Of course, this is an extremely simple example where machine learning is not really useful: you could easily solve for the parameter using a direct mathematical formula. The power of machine learning comes when we have thousands of inputs and outputs related by complex non-linear functions, with millions of data points. Machine learning algorithms can reveal patterns in large datasets that are undetectable by humans, and can perform human tasks, such as object recognition or spam filtering, at a scale beyond what was previously possible. Yet the simple learning algorithm presented above has the same fundamental ingredients as many of the state-of-the-art methods built by AI experts today.
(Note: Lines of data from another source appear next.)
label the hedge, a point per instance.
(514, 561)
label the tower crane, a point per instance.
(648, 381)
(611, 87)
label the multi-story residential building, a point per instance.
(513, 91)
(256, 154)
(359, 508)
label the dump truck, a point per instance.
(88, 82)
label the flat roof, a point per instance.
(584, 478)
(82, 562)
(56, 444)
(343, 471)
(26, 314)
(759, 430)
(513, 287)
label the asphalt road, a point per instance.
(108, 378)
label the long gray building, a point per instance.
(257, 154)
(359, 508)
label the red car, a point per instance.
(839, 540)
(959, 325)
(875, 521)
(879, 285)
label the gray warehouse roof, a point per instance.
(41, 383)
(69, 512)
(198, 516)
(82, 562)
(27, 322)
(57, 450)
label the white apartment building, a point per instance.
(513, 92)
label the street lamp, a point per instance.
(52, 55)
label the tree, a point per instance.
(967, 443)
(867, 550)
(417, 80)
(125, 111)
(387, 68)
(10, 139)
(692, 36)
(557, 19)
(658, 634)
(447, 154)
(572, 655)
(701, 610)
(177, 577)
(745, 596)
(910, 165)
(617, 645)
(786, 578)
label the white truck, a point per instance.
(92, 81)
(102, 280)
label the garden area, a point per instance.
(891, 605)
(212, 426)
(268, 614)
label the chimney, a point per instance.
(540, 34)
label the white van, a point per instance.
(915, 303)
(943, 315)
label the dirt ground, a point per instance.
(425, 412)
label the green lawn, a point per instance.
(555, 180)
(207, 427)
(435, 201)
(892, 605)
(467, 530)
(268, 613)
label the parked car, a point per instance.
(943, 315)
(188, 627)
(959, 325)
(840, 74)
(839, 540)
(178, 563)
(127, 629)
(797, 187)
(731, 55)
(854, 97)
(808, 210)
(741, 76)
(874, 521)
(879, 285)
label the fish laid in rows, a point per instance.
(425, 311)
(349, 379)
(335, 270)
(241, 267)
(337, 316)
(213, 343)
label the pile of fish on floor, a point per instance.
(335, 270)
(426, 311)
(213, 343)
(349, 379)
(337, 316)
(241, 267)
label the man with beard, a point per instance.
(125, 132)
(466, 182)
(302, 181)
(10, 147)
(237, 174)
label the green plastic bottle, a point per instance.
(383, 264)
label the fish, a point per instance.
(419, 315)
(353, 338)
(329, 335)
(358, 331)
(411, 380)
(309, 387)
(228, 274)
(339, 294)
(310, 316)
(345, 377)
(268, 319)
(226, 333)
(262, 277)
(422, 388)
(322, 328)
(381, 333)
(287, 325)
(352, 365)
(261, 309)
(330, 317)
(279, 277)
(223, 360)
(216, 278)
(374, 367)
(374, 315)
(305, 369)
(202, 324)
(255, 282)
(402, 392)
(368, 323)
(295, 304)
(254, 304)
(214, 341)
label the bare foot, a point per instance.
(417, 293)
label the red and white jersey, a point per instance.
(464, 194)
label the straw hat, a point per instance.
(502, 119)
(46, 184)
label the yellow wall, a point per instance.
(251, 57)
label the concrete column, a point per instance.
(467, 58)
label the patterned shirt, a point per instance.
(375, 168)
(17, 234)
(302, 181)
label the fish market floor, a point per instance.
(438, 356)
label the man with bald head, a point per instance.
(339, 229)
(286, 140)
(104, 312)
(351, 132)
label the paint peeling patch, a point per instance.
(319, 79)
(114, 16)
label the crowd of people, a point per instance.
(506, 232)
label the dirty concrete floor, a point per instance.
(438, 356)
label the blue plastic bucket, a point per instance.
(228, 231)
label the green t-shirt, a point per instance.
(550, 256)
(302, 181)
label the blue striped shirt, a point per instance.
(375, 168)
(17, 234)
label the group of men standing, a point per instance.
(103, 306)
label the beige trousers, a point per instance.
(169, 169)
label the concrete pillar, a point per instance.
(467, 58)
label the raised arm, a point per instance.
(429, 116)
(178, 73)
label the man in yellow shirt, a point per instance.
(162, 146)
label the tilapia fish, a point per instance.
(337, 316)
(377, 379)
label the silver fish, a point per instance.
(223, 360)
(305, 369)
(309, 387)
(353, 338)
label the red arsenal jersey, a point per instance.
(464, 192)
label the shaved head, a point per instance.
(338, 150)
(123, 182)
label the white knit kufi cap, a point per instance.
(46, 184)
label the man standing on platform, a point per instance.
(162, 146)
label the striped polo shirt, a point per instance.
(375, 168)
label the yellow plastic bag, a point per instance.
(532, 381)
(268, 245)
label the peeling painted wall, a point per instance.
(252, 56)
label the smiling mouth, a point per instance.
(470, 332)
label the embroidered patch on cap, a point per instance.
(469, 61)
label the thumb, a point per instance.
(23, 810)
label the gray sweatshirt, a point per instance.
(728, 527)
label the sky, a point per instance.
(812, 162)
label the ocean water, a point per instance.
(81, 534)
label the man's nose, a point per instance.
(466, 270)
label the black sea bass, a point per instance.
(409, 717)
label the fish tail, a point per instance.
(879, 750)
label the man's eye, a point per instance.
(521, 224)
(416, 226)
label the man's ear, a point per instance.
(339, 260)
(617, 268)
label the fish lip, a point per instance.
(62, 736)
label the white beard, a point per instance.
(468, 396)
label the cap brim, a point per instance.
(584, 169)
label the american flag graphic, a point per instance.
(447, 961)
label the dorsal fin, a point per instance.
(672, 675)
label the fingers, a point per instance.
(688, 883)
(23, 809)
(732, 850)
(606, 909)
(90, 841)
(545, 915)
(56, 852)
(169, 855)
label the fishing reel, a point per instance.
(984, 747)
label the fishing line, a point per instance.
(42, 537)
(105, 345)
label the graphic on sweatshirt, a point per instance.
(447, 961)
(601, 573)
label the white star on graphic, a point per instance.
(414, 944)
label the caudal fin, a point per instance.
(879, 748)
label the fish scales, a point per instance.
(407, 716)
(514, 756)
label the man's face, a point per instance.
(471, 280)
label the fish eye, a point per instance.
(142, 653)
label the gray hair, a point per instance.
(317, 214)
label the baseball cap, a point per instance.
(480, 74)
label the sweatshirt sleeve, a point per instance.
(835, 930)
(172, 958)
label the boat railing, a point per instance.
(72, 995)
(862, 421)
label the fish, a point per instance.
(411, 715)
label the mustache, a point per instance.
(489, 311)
Of course there are exceptions. AI isn’t just about making predictions about the world – it also requires taking *actions* in the world, and learning from your surroundings even when no labels are available. These domains of *reinforcement learning* and *unsupervised learning*, respectively, are crucial to building an artificial intelligence that can adapt to the world around it, and begin to learn like a human. But irrespective of the domain or the specific techniques involved, the main idea is clear: the basics of machine learning can be understood by anybody.

[i] Note that when we speak of machines, we are referring primarily to computers rather than robots. One can think of the learning part of a machine as the ‘brain’, which we can consider independently from the ‘body’ that it is placed in. Thus, we will mostly refer to ‘machines’, ‘computers’ and ‘AIs’ interchangeably.

[ii] Other domains of machine learning include *unsupervised learning* and *reinforcement learning*, which we will cover in future articles.

[iii] There are some supervised machine learning models do not operate under exactly the framework described here, for example non-parametric models.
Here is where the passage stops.